Barry Foster

Personal information
- Full name: Barry Foster
- Date of birth: 21 September 1951 (age 74)
- Place of birth: Worksop, England
- Position: Defender

Senior career*
- Years: Team / Apps / (Gls)
- 1971–1982: Mansfield Town / 287 / (0)
- 1982–1983: Boston United / 14 / (0)

= Barry Foster (footballer) =

English footballer

Barry Foster (born 21 September 1951) is an English retired footballer who spent his entire Football League career at Mansfield Town, where he played as a left-back.

Foster graduated through Mansfield's youth team, and signed a professional contract in July 1970, after first completing his apprenticeship as a mining electrician. He made his first-team debut for the Stags shortly before his 19th birthday, on 4 September 1971 against Plymouth Argyle. Incidentally, his unrelated namesake Colin Foster made his debut in the same game.
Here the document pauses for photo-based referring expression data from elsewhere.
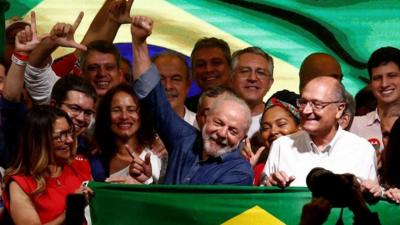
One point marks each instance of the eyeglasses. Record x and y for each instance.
(63, 135)
(315, 104)
(77, 110)
(245, 72)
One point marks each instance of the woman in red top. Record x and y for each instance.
(45, 170)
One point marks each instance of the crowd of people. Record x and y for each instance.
(91, 115)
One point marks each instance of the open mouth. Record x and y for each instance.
(102, 84)
(387, 91)
(251, 88)
(124, 125)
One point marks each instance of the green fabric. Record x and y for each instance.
(20, 7)
(282, 28)
(169, 204)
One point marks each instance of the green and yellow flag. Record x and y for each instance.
(206, 205)
(289, 30)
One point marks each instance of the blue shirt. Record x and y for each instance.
(184, 142)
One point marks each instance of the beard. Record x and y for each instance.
(212, 149)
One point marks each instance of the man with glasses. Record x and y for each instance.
(321, 142)
(77, 97)
(251, 79)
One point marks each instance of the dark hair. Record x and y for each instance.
(105, 138)
(382, 56)
(286, 96)
(256, 51)
(71, 83)
(102, 46)
(215, 91)
(390, 175)
(212, 42)
(35, 151)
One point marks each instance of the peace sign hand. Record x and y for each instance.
(27, 39)
(63, 34)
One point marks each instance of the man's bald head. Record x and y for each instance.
(319, 64)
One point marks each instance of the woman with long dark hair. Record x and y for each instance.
(46, 169)
(124, 134)
(390, 171)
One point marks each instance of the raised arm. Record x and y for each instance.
(141, 28)
(62, 34)
(25, 41)
(107, 21)
(39, 76)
At first, Foster had to bide his time in a reserve role, but when first-choice left-back Clive Walker went down with an injury, Foster took advantage of the opportunity, and secured a regular place in the side. He was a member of the Mansfield side that finished top of Division Four in 1975, and also won Division Three two years later. However, Foster broke his leg against Portsmouth on the day promotion was confirmed, causing him to miss most of the club's Division Two campaign the following season.

In total, Foster played 343 matches for Mansfield in all competitions, without ever scoring a single goal for the club. He was released at the end of the 1981-82 season, and finished his career with a season at non-league Boston United. After retiring from the game, he joined his family's market-trading business.